Screening for NTDs2 is based on biochemical testing of maternal blood for alpha-fetoprotein and the use of ultrasonography, which is around 97% sensitive, and 100% specific in diagnosing open NTDs. Further prenatal management requires parental decisions regarding fetal karyotyping and whether to continue or terminate the pregnancy (with the local ethical and legal backgrounds in perspective). Recently, endoscopic repair of myelomeningocele by intrauterine approach resulted in significant improvement at 30 months in the composite score for mental development and motor function of children with NTDs.2 Nevertheless, periconceptional folic acid supplementation is the corner stone of prevention and decreased the prevalence of NTDs by 50-70%. Since awareness of the benefits of folic acid is still not optimum even in advanced industrialized countries, and to reach women with unplanned pregnancies and those facing social deprivation, an obligatory folic acid fortification of food was adopted in several countries including Saudi Arabia.2 Prevention of NTDs can gain faster momentum if low income countries adopted fortification of the staple food in their communities.

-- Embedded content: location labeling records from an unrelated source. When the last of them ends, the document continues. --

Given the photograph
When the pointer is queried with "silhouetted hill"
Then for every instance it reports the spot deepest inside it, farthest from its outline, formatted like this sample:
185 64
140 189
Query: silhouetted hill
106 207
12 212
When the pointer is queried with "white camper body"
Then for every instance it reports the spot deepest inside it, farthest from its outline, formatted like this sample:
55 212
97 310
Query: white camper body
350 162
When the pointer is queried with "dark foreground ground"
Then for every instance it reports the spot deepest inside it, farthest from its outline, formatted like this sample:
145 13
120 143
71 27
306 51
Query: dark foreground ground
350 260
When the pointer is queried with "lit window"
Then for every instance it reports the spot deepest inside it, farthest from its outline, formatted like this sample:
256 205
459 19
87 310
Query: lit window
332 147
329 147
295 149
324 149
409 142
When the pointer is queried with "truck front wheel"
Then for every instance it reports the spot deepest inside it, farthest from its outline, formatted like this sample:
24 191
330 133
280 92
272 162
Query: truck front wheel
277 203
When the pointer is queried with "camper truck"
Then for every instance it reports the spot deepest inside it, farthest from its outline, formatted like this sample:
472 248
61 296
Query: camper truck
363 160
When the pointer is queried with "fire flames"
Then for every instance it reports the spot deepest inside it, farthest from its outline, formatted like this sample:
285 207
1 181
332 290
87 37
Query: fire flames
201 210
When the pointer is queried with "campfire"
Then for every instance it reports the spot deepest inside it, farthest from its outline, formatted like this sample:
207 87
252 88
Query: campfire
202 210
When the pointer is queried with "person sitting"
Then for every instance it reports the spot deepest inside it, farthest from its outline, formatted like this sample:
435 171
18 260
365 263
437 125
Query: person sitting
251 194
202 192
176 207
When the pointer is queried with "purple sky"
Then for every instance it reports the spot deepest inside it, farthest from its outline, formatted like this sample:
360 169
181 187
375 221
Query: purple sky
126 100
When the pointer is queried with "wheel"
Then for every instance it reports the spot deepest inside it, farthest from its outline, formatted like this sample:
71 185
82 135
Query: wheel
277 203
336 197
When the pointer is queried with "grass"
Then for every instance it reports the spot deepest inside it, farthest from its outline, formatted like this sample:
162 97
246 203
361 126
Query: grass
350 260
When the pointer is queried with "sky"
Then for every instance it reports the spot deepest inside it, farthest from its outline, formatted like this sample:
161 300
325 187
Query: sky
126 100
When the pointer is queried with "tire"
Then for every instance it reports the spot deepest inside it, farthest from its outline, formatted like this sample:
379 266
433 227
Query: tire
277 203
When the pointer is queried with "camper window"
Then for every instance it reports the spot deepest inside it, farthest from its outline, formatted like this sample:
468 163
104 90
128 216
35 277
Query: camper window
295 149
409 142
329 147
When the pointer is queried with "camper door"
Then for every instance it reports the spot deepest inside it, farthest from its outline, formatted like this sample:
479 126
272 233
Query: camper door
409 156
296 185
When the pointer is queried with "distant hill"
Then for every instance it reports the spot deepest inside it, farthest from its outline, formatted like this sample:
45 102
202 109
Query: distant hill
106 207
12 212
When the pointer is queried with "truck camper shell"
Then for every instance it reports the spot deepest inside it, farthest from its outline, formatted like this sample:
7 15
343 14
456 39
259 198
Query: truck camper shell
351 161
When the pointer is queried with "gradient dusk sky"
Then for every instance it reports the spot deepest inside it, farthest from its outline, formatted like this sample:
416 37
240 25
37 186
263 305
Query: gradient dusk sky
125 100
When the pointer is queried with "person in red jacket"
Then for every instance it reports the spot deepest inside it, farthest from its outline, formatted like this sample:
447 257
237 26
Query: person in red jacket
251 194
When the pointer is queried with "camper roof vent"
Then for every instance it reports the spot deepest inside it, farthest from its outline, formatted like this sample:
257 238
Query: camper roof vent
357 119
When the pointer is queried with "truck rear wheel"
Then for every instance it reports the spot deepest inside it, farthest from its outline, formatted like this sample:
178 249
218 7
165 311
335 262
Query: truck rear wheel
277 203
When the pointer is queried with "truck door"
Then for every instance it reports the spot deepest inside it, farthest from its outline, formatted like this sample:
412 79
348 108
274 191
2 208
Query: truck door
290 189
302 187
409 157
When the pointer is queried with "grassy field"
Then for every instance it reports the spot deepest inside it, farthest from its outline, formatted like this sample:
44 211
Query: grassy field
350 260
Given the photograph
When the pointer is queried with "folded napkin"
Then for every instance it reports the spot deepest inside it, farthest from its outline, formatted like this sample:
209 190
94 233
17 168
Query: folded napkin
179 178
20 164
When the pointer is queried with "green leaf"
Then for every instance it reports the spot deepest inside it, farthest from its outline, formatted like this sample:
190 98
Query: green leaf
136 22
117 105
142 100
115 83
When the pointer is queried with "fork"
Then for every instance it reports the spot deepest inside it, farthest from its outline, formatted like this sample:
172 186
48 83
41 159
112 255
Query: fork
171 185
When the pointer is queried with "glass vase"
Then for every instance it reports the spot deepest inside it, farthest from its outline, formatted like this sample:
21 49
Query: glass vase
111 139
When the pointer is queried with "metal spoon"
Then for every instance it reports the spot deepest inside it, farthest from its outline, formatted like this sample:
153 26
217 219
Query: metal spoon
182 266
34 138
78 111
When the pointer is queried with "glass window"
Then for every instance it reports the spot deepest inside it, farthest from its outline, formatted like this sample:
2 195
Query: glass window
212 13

The idea of the current Supplement emerged following a pilot study on NTDs, which was funded by Prince Salman Center for Disability Research (Project No. PSCDR/244/402). The publication of the Supplement was gracefully sponsored by PSCDR to disseminate important and intriguing information on NTDs. It is hoped that the present Supplement will add to the commendable efforts and research activities of PSCDR11 with the goal of optimum preventive and curative care pertaining to disability.